My boss will purposely screen shot text he writes so I have to rewrite it and not copy paste… not fun.
You need an OCR tool.
Or a new job with a boss that’s not a wanker.
Text capture saves hours and hours
I use Microsoft PowerToys for that and dozens of other QOL life hacks.
I’m pretty sure that requires admin access to enable though.
A friend of mine told me a story once about an intern that was tasked with writing a text. She delivered one page of text and was told to write more. She asked how. She didn’t know that you could write more than one page in Word.
What year was this?
No, I could se this… Fill up a full page and then it jumps to the next, blank page. If she can’t see that the first page exists, she may have thought she just erased all her work by typing one too many keys.

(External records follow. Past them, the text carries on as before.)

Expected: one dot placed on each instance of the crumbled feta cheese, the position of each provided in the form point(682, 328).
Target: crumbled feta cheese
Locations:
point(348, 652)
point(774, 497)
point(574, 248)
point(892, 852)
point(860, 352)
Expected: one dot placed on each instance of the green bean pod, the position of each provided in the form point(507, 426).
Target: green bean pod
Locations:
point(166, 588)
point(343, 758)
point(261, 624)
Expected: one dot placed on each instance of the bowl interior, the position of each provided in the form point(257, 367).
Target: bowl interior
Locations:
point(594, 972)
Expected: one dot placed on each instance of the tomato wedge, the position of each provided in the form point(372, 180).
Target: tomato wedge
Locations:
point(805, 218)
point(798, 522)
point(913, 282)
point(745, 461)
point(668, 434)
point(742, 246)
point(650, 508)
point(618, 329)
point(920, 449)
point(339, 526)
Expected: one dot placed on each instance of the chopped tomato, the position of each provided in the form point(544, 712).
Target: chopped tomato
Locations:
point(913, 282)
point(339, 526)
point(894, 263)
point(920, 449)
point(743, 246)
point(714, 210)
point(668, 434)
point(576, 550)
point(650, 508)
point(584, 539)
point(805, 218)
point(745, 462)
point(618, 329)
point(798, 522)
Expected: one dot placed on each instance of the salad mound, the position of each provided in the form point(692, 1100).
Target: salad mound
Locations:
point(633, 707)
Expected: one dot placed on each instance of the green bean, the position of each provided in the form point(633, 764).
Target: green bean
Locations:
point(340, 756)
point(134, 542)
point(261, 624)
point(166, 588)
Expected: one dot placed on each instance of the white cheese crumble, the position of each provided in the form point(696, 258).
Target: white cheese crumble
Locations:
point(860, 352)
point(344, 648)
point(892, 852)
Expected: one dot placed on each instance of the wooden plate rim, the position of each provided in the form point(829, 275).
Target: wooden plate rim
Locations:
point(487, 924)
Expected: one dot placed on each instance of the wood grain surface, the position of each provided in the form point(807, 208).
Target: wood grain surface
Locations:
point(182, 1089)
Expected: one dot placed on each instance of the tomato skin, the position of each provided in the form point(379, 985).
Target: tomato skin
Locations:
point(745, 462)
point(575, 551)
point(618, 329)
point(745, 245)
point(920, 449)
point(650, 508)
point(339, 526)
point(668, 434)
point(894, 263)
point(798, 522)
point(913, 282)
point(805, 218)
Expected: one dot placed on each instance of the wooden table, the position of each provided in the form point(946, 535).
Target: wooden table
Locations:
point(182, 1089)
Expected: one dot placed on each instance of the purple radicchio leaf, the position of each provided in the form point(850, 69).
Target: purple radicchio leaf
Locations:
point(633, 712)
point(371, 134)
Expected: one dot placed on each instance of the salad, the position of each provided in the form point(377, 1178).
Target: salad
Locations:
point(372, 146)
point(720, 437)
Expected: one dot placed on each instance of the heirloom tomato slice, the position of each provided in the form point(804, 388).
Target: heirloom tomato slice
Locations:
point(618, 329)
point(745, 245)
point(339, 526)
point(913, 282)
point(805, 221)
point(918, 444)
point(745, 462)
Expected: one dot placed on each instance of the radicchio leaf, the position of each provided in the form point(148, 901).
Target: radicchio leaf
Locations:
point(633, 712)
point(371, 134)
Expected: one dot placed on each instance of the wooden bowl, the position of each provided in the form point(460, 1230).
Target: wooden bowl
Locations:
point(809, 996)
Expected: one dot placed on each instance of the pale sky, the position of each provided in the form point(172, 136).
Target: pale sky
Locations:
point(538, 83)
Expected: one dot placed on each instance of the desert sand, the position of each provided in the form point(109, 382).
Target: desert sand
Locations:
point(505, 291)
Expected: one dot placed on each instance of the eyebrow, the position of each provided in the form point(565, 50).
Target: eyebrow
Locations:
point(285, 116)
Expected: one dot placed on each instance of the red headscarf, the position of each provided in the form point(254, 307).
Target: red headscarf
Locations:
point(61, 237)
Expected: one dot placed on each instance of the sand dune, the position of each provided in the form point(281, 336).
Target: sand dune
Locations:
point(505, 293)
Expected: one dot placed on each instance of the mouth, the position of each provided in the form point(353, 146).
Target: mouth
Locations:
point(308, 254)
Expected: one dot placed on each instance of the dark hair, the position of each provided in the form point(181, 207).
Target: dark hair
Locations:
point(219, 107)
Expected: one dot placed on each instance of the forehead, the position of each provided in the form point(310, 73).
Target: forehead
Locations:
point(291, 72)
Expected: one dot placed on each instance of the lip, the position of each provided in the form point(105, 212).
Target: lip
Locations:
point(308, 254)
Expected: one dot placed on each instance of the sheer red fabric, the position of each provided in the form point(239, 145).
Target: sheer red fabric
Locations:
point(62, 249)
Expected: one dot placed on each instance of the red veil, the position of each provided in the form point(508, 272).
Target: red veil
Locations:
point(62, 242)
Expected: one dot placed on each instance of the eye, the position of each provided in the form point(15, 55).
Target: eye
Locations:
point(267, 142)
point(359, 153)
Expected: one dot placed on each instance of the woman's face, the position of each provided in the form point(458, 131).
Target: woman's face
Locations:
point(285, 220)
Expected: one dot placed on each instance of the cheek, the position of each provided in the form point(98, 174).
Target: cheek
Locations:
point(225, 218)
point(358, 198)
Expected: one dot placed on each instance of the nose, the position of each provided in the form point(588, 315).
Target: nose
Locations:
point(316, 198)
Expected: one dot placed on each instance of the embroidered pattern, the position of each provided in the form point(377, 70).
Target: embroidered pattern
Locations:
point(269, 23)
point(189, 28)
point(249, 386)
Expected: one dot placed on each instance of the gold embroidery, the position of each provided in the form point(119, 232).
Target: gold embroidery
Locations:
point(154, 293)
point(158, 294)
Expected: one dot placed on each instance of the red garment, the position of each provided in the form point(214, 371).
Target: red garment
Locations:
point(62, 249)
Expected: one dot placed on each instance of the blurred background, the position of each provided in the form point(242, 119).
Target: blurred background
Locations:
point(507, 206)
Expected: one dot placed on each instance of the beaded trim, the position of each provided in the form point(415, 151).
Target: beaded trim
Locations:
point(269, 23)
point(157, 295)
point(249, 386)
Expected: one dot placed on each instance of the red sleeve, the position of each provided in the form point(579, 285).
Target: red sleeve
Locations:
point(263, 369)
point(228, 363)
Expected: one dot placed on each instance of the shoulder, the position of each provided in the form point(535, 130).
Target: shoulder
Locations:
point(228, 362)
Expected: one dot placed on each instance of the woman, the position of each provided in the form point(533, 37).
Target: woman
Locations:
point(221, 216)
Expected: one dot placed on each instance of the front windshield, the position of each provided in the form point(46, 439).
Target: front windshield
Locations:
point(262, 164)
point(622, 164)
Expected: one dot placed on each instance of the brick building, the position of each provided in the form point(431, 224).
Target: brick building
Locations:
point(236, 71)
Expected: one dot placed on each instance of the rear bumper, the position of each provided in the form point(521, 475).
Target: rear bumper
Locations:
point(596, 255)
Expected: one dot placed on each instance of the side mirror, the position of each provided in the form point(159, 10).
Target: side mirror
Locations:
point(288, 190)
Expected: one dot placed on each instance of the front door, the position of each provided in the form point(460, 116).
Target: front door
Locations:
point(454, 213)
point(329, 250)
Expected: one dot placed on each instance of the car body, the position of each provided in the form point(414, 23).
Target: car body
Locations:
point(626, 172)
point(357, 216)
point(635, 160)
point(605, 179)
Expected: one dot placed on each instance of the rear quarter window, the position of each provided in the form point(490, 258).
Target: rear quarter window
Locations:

Source: I work in IT and pretty sure I’ve seen exactly this. Lot’s of flavors to the human experience, lemetellyou.
I remember in first or second grade when I realized that, when I made a mistake, I didn’t have to erase the whole word and I could just erase the part I messed up.
I can’t do that. If I mess a word up the whole thing is dead.
Same for passwords. If I feel I missed a key, in deleting the whole thing and starting it over
Oooh, the password thing totally gets me. Usually I have to start over because I don’t know where I messed up. I type them in too damn fast and by the time the little brain part that’s monitoring things says, “Hey, that one key was wrong,” I’m ten characters beyond and wasn’t counting anyway, so I have to start over.
This sounds like when that podcast dude realised you shit directly in the toilet and not in your hand first
There’s an episode of The Office where Pam and Jim are trying to make Dwight think he’s in The Matrix, so they keep arranging “glitches.” Pam trains a cat to walk past Dwight’s door and then around to repeat it. As they’re telling the camera about it, Jim says “Why didn’t we just get two black cats?” and Pam looks at him with the expression I imagine this guy had with his girlfriend.
So I may be incredibly high right now, but I’ve watched all of The Office at least 5 times now and this scene sounds entirely unfamiliar to me. Is it a deleted scene or something? Because that shit sounds hilarious and I’d love to see it.
Yes they released it when they moved the series to peacock, I didn’t know either. Enjoy your surprise new office content
Someone on Reddit once said they didn’t realize the white part of your finger nails are where it’s unconnected to your skin, and they’d just clip wherever, and often bleed because they’d clip the skin.
I always knew I could let the shower warm up but it seemed wasteful and I found the cold invigorating so I did it that way until about 40. Something shifted and it was unpleasant instead of invigorating. Signs of getting old I guess.